Bradford passes along a
link to one of the best, most insightful essays on middle and high school social hierarchies I've come across. It's very much worth taking the time to read, especially if you're young or have children who are approaching their middle school years.
Written by a self-described nerd it first appeared in 2003 and is titled Why Nerds Are Unpopular. The author, Paul Graham, is funny and dead-on in his analysis of both the society that young people create in their schools as well as the problems in the schools themselves. Here's his lede:
When we were in junior high school, my friend Rich and I made a map of the school lunch tables according to popularity. This was easy to do, because kids only ate lunch with others of about the same popularity. We graded them from A to E. A tables were full of football players and cheerleaders and so on. E tables contained the kids with mild cases of Down's Syndrome, what in the language of the time we called "retards."
We sat at a D table, as low as you could get without looking physically different. We were not being especially candid to grade ourselves as D. It would have taken a deliberate lie to say otherwise. Everyone in the school knew exactly how popular everyone else was, including us.
My stock gradually rose during high school. Puberty finally arrived; I became a decent soccer player; I started a scandalous underground newspaper. So I've seen a good part of the popularity landscape.

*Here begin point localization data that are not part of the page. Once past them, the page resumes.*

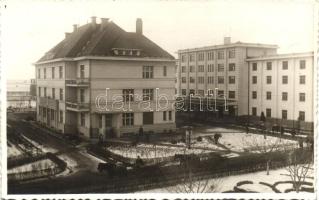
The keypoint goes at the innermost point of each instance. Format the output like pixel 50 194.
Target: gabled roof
pixel 100 39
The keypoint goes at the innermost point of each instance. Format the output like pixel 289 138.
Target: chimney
pixel 93 20
pixel 139 26
pixel 75 27
pixel 227 40
pixel 67 35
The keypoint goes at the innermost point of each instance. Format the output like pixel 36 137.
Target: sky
pixel 31 28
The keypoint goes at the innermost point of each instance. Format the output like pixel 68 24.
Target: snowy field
pixel 227 183
pixel 39 165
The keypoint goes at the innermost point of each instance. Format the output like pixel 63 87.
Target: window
pixel 254 111
pixel 210 68
pixel 302 97
pixel 164 71
pixel 232 53
pixel 183 79
pixel 301 116
pixel 268 95
pixel 231 79
pixel 284 114
pixel 183 69
pixel 302 79
pixel 82 119
pixel 200 56
pixel 191 58
pixel 284 96
pixel 148 94
pixel 183 91
pixel 53 72
pixel 210 79
pixel 302 64
pixel 44 73
pixel 268 79
pixel 284 65
pixel 220 55
pixel 269 65
pixel 191 79
pixel 148 118
pixel 231 94
pixel 191 69
pixel 220 67
pixel 231 67
pixel 268 112
pixel 128 95
pixel 148 71
pixel 210 55
pixel 82 71
pixel 60 72
pixel 61 94
pixel 45 92
pixel 201 79
pixel 220 80
pixel 183 58
pixel 128 119
pixel 200 68
pixel 53 93
pixel 164 116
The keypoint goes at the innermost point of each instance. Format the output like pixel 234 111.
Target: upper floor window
pixel 128 95
pixel 232 53
pixel 148 71
pixel 284 65
pixel 220 55
pixel 53 72
pixel 82 71
pixel 164 71
pixel 269 65
pixel 231 67
pixel 210 55
pixel 220 67
pixel 148 94
pixel 302 64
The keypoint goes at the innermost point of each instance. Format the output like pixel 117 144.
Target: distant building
pixel 220 66
pixel 74 76
pixel 281 86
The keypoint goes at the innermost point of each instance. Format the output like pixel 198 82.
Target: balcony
pixel 78 106
pixel 79 82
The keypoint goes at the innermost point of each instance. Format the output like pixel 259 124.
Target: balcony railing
pixel 79 82
pixel 78 106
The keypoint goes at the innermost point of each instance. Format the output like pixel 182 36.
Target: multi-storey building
pixel 102 81
pixel 220 66
pixel 281 86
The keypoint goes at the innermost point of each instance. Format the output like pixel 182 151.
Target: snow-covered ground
pixel 228 183
pixel 38 165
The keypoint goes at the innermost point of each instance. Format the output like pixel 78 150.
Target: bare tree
pixel 300 163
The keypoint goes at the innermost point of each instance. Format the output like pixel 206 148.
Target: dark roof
pixel 100 39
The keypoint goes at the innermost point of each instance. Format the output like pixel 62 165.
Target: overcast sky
pixel 31 28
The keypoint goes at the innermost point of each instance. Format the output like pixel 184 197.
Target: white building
pixel 281 86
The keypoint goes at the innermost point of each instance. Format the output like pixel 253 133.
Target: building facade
pixel 102 81
pixel 220 66
pixel 281 86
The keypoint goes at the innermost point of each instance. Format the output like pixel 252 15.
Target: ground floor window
pixel 128 119
pixel 148 118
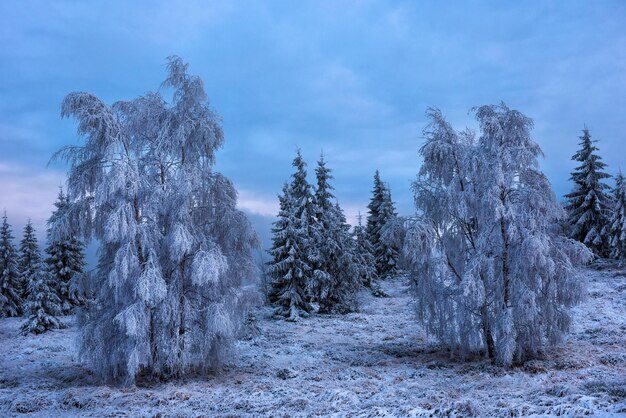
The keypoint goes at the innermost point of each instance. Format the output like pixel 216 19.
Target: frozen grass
pixel 374 363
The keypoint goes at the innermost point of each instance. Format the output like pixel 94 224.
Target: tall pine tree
pixel 288 269
pixel 10 288
pixel 588 204
pixel 617 233
pixel 29 264
pixel 42 305
pixel 336 277
pixel 381 210
pixel 65 259
pixel 364 255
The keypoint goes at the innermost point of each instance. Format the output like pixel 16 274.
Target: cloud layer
pixel 349 78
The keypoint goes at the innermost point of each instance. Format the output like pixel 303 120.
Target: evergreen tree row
pixel 316 258
pixel 596 215
pixel 40 289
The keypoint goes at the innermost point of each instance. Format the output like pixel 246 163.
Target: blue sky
pixel 351 78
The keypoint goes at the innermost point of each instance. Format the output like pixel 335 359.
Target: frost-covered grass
pixel 374 363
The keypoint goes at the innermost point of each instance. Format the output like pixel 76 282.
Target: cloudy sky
pixel 349 78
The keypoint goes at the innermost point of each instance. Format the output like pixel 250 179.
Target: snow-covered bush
pixel 174 248
pixel 489 272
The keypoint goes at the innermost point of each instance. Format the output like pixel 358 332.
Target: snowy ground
pixel 374 363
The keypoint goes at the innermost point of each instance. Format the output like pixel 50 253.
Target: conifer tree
pixel 43 304
pixel 29 264
pixel 10 288
pixel 381 210
pixel 288 268
pixel 588 203
pixel 304 212
pixel 364 255
pixel 336 276
pixel 617 238
pixel 65 260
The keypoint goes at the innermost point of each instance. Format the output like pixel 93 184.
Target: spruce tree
pixel 304 212
pixel 29 264
pixel 288 269
pixel 588 203
pixel 43 304
pixel 381 210
pixel 617 238
pixel 388 253
pixel 336 276
pixel 364 254
pixel 294 253
pixel 10 288
pixel 65 259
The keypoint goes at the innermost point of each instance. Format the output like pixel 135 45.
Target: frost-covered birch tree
pixel 10 288
pixel 174 249
pixel 588 205
pixel 617 224
pixel 489 272
pixel 65 261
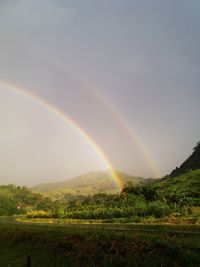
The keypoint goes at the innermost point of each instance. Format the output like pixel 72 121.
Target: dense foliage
pixel 133 203
pixel 192 163
pixel 19 200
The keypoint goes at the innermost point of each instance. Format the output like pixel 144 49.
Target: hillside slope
pixel 192 163
pixel 187 184
pixel 90 183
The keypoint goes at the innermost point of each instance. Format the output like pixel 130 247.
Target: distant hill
pixel 192 163
pixel 88 184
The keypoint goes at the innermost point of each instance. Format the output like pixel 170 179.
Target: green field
pixel 98 245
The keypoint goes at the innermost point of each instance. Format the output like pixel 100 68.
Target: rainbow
pixel 131 134
pixel 49 106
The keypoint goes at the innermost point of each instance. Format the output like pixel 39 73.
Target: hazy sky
pixel 127 73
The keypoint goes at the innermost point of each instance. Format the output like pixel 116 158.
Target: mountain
pixel 192 163
pixel 187 184
pixel 88 184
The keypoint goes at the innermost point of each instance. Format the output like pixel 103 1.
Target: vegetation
pixel 192 163
pixel 31 245
pixel 134 204
pixel 87 184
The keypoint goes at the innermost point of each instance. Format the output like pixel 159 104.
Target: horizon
pixel 97 85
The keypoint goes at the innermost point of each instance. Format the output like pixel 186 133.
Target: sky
pixel 125 73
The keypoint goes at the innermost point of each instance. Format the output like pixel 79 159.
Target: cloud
pixel 34 16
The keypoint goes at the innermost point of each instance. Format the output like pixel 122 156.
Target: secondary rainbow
pixel 49 106
pixel 130 132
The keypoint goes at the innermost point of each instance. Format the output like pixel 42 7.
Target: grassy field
pixel 98 245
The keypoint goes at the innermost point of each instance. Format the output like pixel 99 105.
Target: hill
pixel 192 163
pixel 187 184
pixel 88 184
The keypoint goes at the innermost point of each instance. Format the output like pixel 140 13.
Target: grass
pixel 98 245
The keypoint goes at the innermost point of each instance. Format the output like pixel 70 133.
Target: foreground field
pixel 98 245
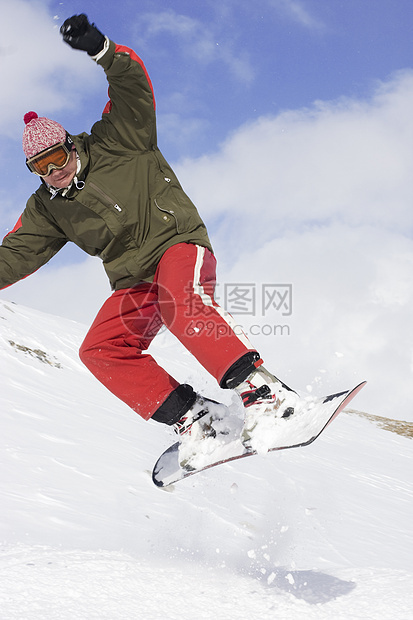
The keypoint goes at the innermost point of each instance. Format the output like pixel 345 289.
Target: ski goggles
pixel 55 157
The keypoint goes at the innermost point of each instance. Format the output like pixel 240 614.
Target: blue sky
pixel 289 123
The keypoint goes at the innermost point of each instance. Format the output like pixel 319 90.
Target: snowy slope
pixel 322 532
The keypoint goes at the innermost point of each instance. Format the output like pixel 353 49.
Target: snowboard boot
pixel 265 398
pixel 200 426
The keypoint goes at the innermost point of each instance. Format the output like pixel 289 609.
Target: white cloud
pixel 349 160
pixel 298 12
pixel 322 198
pixel 204 43
pixel 40 71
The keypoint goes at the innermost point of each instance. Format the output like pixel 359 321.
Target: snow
pixel 322 532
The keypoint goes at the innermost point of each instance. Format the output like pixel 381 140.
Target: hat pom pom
pixel 30 116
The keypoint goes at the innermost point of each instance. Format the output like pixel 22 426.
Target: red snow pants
pixel 181 297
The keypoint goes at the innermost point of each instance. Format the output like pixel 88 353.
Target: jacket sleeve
pixel 129 119
pixel 32 243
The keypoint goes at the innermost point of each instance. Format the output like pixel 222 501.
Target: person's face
pixel 62 178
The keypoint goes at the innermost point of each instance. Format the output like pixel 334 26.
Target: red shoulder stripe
pixel 16 227
pixel 127 50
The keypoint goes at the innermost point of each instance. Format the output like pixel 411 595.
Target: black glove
pixel 80 34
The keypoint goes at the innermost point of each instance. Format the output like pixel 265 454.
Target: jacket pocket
pixel 167 214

I know a lot of people who were nerds in school, and they all tell the same story: there is a strong correlation between being smart and being a nerd, and an even stronger inverse correlation between being a nerd and being popular. Being smart seems to make you unpopular.
Why? To someone in school now, that may seem an odd question to ask. The mere fact is so overwhelming that it may seem strange to imagine that it could be any other way. But it could. Being smart doesn't make you an outcast in elementary school. Nor does it harm you in the real world. Nor, as far as I can tell, is the problem so bad in most other countries. But in a typical American secondary school, being smart is likely to make your life difficult. Why?
Graham goes on to claim, inter many alia, that too many schools exist simply as a place to put kids so that adults can be about their daily work, and that educating those kids is not much of a priority. I think he's right. I taught in a pretty good high school for thirty five years, and even in that institution education was near the bottom of the priority list.
No administrator would ever dream of actually admitting this to anyone, of course, but it was implicitly obvious in the fact that any and every other activity a student was involved in took precedence over what the student did in class. Whenever there was a conflict between some extra-curricular activity and the classroom, the student was dismissed from the classroom to participate in the other activity. Sports, student council, pointless field trips, play rehearsals - the list was almost endless - all trumped education. The tacit message the school sent students was that learning was what they were to do only when there wasn't anything that was more fun available for them.
As I was reading Graham's lament about how nerds just aren't interested in the popularity struggles which consume so many adolescents I was reminded of a girl I overheard a number of years ago who insisted that it was "very important to be popular because if you're not people won't like you." Maybe that's the sort of inanity nerds just want no part of.
But enough. Go to the link and read Graham. Savor the whole essay. If you consider yourself a nerd you'll love it, and if you don't you'll learn something.